電力の需給バランスを調整するための新しい仕組みとして、「デマンドレスポンス(DR)」が注目を集めている。電力ひっ迫時に、節電に協力した消費者に対して報酬(ギフト券やポイント還元等)を付与するといったキャンペーンを実施している電力会社もあるという。

  • デマンドレスポンス(DR)の実施事例
    (出所:NTTコム リサーチ)

DRの認知率は16.2%(「内容まで含めて知っている」5%、「内容はわからないが言葉は聞いたことがある」11.2%の合算)で、言葉として広く浸透しているわけではないものの、DRの仕組みを説明したうえで、興味があるかたずねたところ、「とても興味がある」(16.6%)と「やや興味がある」(34%)を合わせた50.6%が「興味がある」と回答した。

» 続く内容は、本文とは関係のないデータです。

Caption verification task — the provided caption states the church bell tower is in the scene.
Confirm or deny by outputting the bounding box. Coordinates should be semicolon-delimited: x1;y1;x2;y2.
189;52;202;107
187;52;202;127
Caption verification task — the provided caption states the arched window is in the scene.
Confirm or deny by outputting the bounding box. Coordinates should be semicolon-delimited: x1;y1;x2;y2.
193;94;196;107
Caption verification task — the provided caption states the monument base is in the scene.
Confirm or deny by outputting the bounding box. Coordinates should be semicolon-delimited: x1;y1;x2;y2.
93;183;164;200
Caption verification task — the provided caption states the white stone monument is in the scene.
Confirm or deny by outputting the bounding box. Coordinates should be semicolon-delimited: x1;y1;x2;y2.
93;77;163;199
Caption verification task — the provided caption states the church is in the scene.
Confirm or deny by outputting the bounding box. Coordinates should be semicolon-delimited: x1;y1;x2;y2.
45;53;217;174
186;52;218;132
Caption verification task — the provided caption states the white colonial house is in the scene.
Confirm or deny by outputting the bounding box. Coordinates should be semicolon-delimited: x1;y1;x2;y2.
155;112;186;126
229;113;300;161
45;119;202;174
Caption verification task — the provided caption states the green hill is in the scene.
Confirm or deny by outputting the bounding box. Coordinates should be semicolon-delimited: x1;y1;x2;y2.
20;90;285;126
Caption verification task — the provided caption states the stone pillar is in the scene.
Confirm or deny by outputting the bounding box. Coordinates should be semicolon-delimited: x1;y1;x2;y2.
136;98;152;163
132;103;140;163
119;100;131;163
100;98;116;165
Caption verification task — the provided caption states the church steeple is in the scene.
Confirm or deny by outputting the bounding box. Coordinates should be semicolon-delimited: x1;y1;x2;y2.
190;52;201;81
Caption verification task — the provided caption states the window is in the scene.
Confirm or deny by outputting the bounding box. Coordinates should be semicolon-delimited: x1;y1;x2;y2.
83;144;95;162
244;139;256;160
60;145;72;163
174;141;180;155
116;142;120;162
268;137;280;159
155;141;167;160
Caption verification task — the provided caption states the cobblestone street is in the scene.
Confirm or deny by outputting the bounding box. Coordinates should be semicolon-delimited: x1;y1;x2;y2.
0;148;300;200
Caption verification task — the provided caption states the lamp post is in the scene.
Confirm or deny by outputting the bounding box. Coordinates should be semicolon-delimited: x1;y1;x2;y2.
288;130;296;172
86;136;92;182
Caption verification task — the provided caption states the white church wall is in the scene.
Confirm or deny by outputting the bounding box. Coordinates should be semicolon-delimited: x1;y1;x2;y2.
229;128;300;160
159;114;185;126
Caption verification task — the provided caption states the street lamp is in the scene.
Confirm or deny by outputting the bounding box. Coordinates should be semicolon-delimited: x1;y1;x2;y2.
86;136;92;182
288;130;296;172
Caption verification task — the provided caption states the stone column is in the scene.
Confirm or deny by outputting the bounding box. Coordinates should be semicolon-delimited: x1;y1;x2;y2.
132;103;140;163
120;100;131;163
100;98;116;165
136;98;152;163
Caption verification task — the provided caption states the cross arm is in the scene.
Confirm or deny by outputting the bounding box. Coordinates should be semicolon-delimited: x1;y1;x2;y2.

  • DRの認知度(単一回答) (n=1,122)
    (出所:NTTコム リサーチ)

  • DRに対する興味(単一回答) (n=1,122)
    (出所:NTTコム リサーチ)

興味があると回答した理由(複数回答)については、「節電した分だけ報酬が得られるから」が76.5%で最多。次いで、「節電した結果、電気代も安くなるから」(70.4%)、「電力の安定供給につながるから」(48.7%)と続いた。

NTTコム リサーチではDRについて、「料金面でメリットを感じている人が多いことがわかる」と分析。言葉の認知度は低いが、仕組みに興味を持つ人は多いことから、「今後は認知度を高めて利用者を増やすことで、DRを新たな電力需給バランスの調整手段として確立していくことが期待される」としている。